If your feedback was thumbs down, a new window opens to let you adjust the query accordingly . The more thumbs up/down you provide, the more you will be training the tool to get a high quality correct answer.
Click on the Edit button available for Admins in the chat interface to modify the SQL query that the chatbot generated and make other adjustments such as editing the columns and the general table format. Using this Editor allows you to correct any inaccuracies in the SQL and ensure it accurately answers the intended question.In the window that opens, you will find the Editor and the SQL tabs.
The Editor tab offers detailed data visualization configuration:
Chart Type Selection: Use the dropdown menu to choose the desired visual representation. (e.g., “Line chart”)
Chart/Table Configuration: Drag-and-drop data columns to include in the chart, in this example, a Line Chart with X and Y Axes (e.g., “Region” for categorization, “Total Revenue SUM” for aggregation).
Data Filtering: Apply specific criteria (e.g., “Stage Label: Closed Won”) for precise data segmentation.
Changes Management: The Apply changes button commits configurations, while the Reset one reverts them.
Users can directly define and manipulate the underlying data for visualizations by interacting with the SQL code.
SQL Editor: Craft and modify SQL statements to precisely define your dataset. This includes selecting columns, applying aggregations (e.g., SUM, AVG), joining multiple tables, filtering data with WHERE clauses, and ordering results.
Workflow Management:
Execution & Refresh: Click the Update response button to execute the current SQL query and refresh the associated data visualization with the newly retrieved results.
Review & Validation:
Select Mark as reviewed to confirms that the SQL code has been validated or checked, streamlining collaborative workflows.
After selecting this option, the Review Question window opens where you can add the title of your question.
Once ready, click on Confirm.
This Reviewed Query (a tuple of an SQL code and the question it answers to) will become available within the Domains section. To access it, go to Domains > Access the corresponding Domain > Knowledge > Reviewed Queries.
Go to Domains > (Access the Specific Domain) > Knowledge > Context section to add or modify domain-specific knowledge and information in natural language sentences and click on Add Context.
This helps the system understand your business context and formulate more precise queries. For example, you can define terms like “Regions are same as Territories” or clarify “My sales stages are: Prospect, Negotiation, Closed.” This direct manipulation of the context allows you to guide the chatbot’s understanding and improve its ability to generate relevant SQL queries.
In the text box that appears, add the Context specification.
Click on SAVE to keep your added content.
In all these cases, the system will use the provided data to adjust the context of your database, modelling it further, and making it possible to provide better answers in a future search.
Once you have validated or edited a chatbot response, it is important to test the outcome to ensure the changes improve accuracy and maintain the integrity of the original question.

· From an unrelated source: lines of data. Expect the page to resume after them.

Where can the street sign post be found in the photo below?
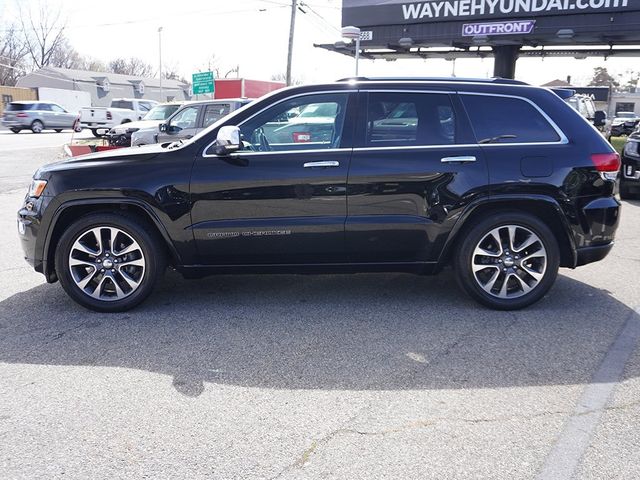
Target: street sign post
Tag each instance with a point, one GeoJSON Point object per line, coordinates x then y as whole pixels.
{"type": "Point", "coordinates": [203, 82]}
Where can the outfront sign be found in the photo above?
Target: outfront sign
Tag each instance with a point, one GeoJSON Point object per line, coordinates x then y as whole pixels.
{"type": "Point", "coordinates": [498, 28]}
{"type": "Point", "coordinates": [393, 12]}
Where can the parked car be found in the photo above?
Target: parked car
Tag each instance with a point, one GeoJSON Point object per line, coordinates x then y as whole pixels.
{"type": "Point", "coordinates": [630, 171]}
{"type": "Point", "coordinates": [38, 116]}
{"type": "Point", "coordinates": [120, 135]}
{"type": "Point", "coordinates": [585, 106]}
{"type": "Point", "coordinates": [624, 123]}
{"type": "Point", "coordinates": [122, 110]}
{"type": "Point", "coordinates": [190, 119]}
{"type": "Point", "coordinates": [502, 180]}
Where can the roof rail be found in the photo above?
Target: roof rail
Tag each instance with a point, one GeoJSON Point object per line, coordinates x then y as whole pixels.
{"type": "Point", "coordinates": [504, 81]}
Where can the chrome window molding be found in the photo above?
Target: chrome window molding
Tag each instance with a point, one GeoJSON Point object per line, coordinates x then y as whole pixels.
{"type": "Point", "coordinates": [563, 138]}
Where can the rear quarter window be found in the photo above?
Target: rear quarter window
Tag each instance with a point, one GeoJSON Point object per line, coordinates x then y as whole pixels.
{"type": "Point", "coordinates": [507, 120]}
{"type": "Point", "coordinates": [18, 107]}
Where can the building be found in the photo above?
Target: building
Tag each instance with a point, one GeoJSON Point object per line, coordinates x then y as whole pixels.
{"type": "Point", "coordinates": [13, 94]}
{"type": "Point", "coordinates": [104, 87]}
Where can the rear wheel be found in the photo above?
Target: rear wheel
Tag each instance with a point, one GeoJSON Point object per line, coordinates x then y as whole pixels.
{"type": "Point", "coordinates": [37, 126]}
{"type": "Point", "coordinates": [109, 262]}
{"type": "Point", "coordinates": [508, 261]}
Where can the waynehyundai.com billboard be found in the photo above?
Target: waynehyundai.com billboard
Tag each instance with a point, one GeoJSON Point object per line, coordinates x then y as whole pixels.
{"type": "Point", "coordinates": [385, 12]}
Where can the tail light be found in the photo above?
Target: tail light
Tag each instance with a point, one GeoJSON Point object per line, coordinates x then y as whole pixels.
{"type": "Point", "coordinates": [607, 164]}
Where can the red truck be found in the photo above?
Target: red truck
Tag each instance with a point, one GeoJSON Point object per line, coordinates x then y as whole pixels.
{"type": "Point", "coordinates": [244, 88]}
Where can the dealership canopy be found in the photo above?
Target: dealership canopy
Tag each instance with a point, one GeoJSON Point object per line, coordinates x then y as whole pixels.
{"type": "Point", "coordinates": [506, 29]}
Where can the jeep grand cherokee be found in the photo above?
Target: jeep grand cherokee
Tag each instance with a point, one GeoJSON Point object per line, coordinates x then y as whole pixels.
{"type": "Point", "coordinates": [502, 180]}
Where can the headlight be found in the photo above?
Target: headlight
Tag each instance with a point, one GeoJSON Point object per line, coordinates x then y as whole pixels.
{"type": "Point", "coordinates": [631, 149]}
{"type": "Point", "coordinates": [36, 188]}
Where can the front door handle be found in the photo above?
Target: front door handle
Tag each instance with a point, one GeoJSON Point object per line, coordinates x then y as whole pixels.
{"type": "Point", "coordinates": [461, 159]}
{"type": "Point", "coordinates": [321, 164]}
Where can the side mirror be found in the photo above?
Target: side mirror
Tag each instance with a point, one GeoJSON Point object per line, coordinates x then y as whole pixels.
{"type": "Point", "coordinates": [228, 140]}
{"type": "Point", "coordinates": [600, 118]}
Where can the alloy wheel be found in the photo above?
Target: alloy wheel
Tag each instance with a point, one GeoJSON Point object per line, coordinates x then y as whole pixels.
{"type": "Point", "coordinates": [106, 263]}
{"type": "Point", "coordinates": [509, 261]}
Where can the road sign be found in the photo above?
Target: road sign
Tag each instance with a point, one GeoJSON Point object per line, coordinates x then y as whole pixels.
{"type": "Point", "coordinates": [203, 83]}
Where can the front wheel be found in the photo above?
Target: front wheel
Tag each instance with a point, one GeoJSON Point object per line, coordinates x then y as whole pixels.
{"type": "Point", "coordinates": [37, 126]}
{"type": "Point", "coordinates": [109, 262]}
{"type": "Point", "coordinates": [508, 261]}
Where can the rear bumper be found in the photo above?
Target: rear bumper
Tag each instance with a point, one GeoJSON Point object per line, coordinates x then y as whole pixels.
{"type": "Point", "coordinates": [593, 254]}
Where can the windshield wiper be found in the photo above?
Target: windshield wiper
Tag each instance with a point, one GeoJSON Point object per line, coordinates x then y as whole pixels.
{"type": "Point", "coordinates": [496, 138]}
{"type": "Point", "coordinates": [175, 144]}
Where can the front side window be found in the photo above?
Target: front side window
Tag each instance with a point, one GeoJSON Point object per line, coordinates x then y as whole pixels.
{"type": "Point", "coordinates": [507, 120]}
{"type": "Point", "coordinates": [301, 123]}
{"type": "Point", "coordinates": [215, 112]}
{"type": "Point", "coordinates": [186, 118]}
{"type": "Point", "coordinates": [409, 119]}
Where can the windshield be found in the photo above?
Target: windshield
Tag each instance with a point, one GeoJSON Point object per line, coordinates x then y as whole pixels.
{"type": "Point", "coordinates": [161, 112]}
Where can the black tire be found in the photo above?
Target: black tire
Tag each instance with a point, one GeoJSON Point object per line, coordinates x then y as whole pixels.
{"type": "Point", "coordinates": [37, 126]}
{"type": "Point", "coordinates": [472, 238]}
{"type": "Point", "coordinates": [625, 192]}
{"type": "Point", "coordinates": [153, 255]}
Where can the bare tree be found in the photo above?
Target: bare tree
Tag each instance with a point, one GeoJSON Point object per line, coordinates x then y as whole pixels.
{"type": "Point", "coordinates": [43, 33]}
{"type": "Point", "coordinates": [130, 66]}
{"type": "Point", "coordinates": [12, 54]}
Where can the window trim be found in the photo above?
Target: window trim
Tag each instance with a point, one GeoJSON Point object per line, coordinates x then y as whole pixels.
{"type": "Point", "coordinates": [284, 152]}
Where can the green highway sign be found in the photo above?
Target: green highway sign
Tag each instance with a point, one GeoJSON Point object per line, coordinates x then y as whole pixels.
{"type": "Point", "coordinates": [203, 83]}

Testing not only verifies that the answer is correct, it also helps train the system to generate more reliable responses in the future.There are several ways you can actively test and refine your interactions:
Retry with Adjustments
After submitting feedback (e.g., via thumbs down), the chat interface offers a Retry option. This allows the system to regenerate the response while incorporating your adjustments or corrections, whether it is a refined SQL query or updated natural language prompt. This is especially helpful for:
Verifying whether your edit resolved the issue.
Comparing original vs. improved outputs.
Seeing how changes affect the data visualization.
Use the Updated SQL to Re-Query the Dataset
If you edited the SQL, click Update response to run the revised query. This re-executes the logic and updates the answer and/or chart accordingly. This step is essential for:
Confirming that syntax and logic errors have been fixed.
Testing if the new query returns accurate and expected data.
Visualizing how different filters or joins affect the results.
You can also validate results by cross-referencing with known values or external reports.
Mark as Reviewed for Future Accuracy
After confirming that the answer and query are correct, select Mark as reviewed. This promotes the question–answer pair (with its SQL) into the Reviewed Queries repository. Reviewed queries serve as a trustworthy reference for similar future questions and strengthen the chatbot’s knowledge within that Domain.This workflow is especially useful for:
Teams collaborating on analytics.
Ensuring consistent outputs over time.
Building a library of validated queries for business-critical topics.
Test for Generalizability
Once an answer is working, try rephrasing your original question to see if the chatbot still returns accurate results. For example:
Original: “Show me revenue by region for last quarter.”
Variation: “How much did each territory earn last Q?”
If the system handles both well, it means it understands your business context. If not, consider refining the Context in the Knowledge section to improve generalization.